OP, you need to set your boundaries with your wife NOW. I'd tell her if you leave this house, never come back again. Well, I hope you realize that she has had sex with this OM already. But as others stated, refuse to be plan B and move on with your life if you two don't have any kids.


----------



## 6301 (May 11, 2013)

Keep your stupid fantasies in your head. You opened the door to this mess and now it's too late. Question. Where did you think you would fit in with this fantasy? She takes a boyfriend and you do what? Take pictures? Wax your carrot while she bangs him? She gets the thrills and you get the shaft. You got big time problems friend. She wants to go, let her and tell her don't bother coming back, then look in the mirror and you'll see who is the blame.


----------



## Mavash. (Jan 26, 2012)

Kick this one to the curb.

This ain't got nothing to do with any 'bug' your wife is a mean cheater.


----------



## tom67 (Oct 2, 2012)

Pack her stuff in garbage bags and drive her over to his place. Is the om married or have a gf? Time to find out.


----------



## dblkman (Jul 14, 2010)

6301 said:


> Keep your stupid fantasies in your head. You opened the door to this mess and now it's too late. Question. Where did you think you would fit in with this fantasy? She takes a boyfriend and you do what? Take pictures? Wax your carrot while she bangs him? She gets the thrills and you get the shaft. You got big time problems friend. She wants to go, let her and tell her don't bother coming back, then look in the mirror and you'll see who is the blame.
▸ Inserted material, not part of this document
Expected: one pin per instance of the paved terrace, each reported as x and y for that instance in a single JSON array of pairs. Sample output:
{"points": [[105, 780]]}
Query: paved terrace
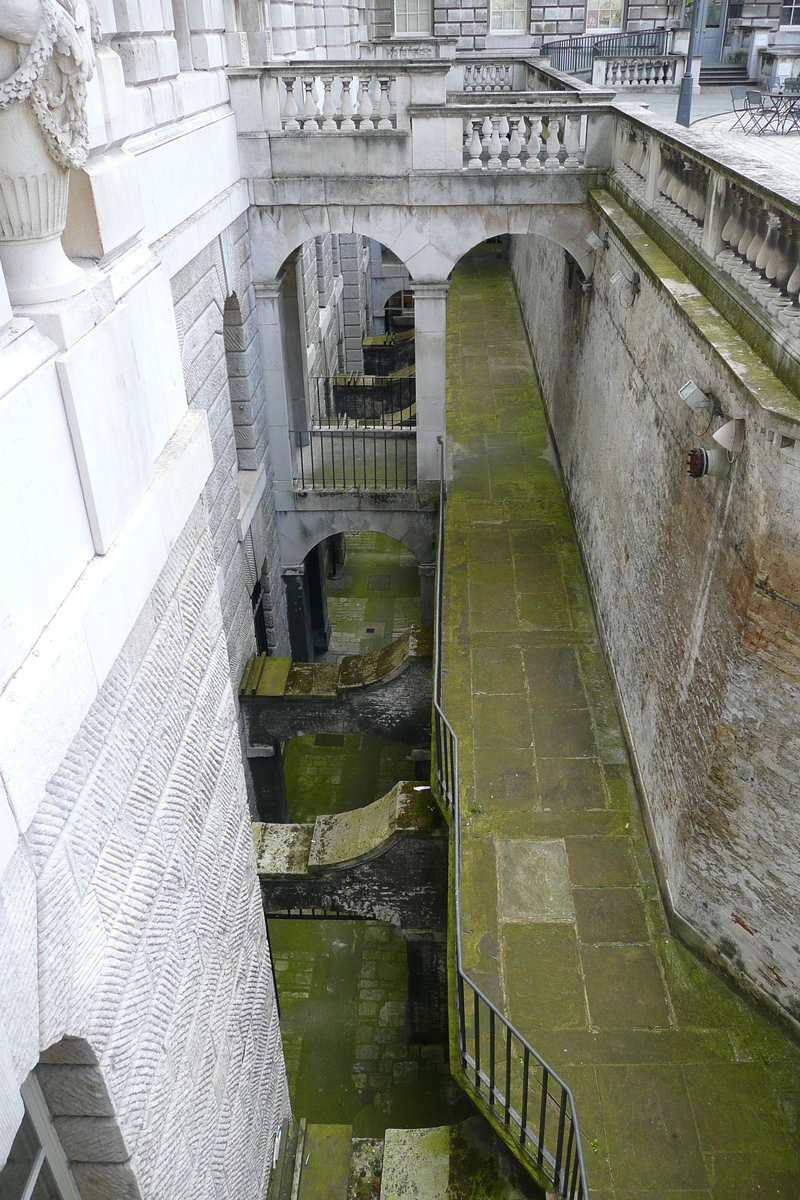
{"points": [[683, 1089]]}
WOW kind of rough don't ya think? While the SO had a part to play in this he did not force her to cheat! Whether he opened the door or not you can best believe she would have most likely done the same exact thing had he kept the fantasy to himself. Her decision was NOT based on his fantasy it was based on her own despicable actions and selfish behavior.


----------



## 6301 (May 11, 2013)

dblkman said:


> WOW kind of rough don't ya think? While the SO had a part to play in this he did not force her to cheat! Whether he opened the door or not you can best believe she would have most likely done the same exact thing had he kept the fantasy to himself. Her decision was NOT based on his fantasy it was based on her own despicable actions and selfish behavior.


 Reread his thread. He said it was a sexual fantasy of "ours". He spelled it "hours" a typo". So he helped put the fantasy on the table and was willing to go along with it for what reason, I don't know. Yes she took it one step further and now is the time for the consequences. Now he's trying to put the genie back in the bottle. That's what happens sometimes when you make a fantasy reality.


----------



## barbados (Aug 30, 2012)

Your fantasy has been fulfilled, as she does now have a boyfriend, but unfortunately for you it does not include a husband. Be careful what you wish for. 

Very hard on any relationship when you start bringing in other people, unless you have an outright open marriage or are swingers.


----------



## Thound (Jan 20, 2013)

1 post and gone. Makes me go hhmm. :scratchhead:


----------